How strange that he’d turned up just now, when the advent of Gerda’s funeral had also speeded up his memories. It was asking too much of him to attend. He couldn’t handle it now that the images of what he had done had surfaced, bursting through the thin membrane in which he’d wrapped his shame.

He no longer even understood why he’d wanted to go to the funeral in the first place. Maybe it was so he could take one last look at the man who had destroyed his life. One last look, to reinforce the hatred that had been his only lifelong companion.

He threw the cigarette butt out of the window and closed it. He no longer wanted to remember anything now, and he buried the obituary under a pile of newspapers. It didn’t help. Gerda and all that was connected to her memory lingered on. They had barely known each other; they’d merely exchanged an occasional word when he was at the house. On the way in or out he might stop for a moment as she worked in the kitchen or knelt by a flower-bed.

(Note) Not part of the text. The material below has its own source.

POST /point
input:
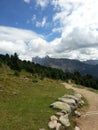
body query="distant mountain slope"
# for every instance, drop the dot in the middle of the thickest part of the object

The last time he’d seen her was immediately afterwards. On the verge of vomiting he’d rushed out of the house and, leaning on his knees, tried to throw up all his own wickedness.

He shook another cigarette out of the packet but left the window closed. He got up to fetch a beer but slumped back on the chair when he remembered that he’d drunk them all.

If only he’d understood then that he was genuinely happy. Back then, when Halina and Kristoffer had been in his life and he still had the ability to write. When he didn’t have to crouch behind the words after once and for all losing the right to make himself heard. Not until all was lost had he realised what he’d had. His suffering increased by the contrast.

The invisible breaking point.

Not until much later had it become as clear as a beacon.

The moment when Halina had asked him to take her to Västerås.

He should have been suspicious, since she never wanted to come along. Childcare was so expensive, she always said. Wasn’t it when he mentioned that Axel Ragnerfeldt was going to be there that she suddenly changed her mind?

As so many times before, the answer had forgotten its question, when everything in the light of what followed had become apparent.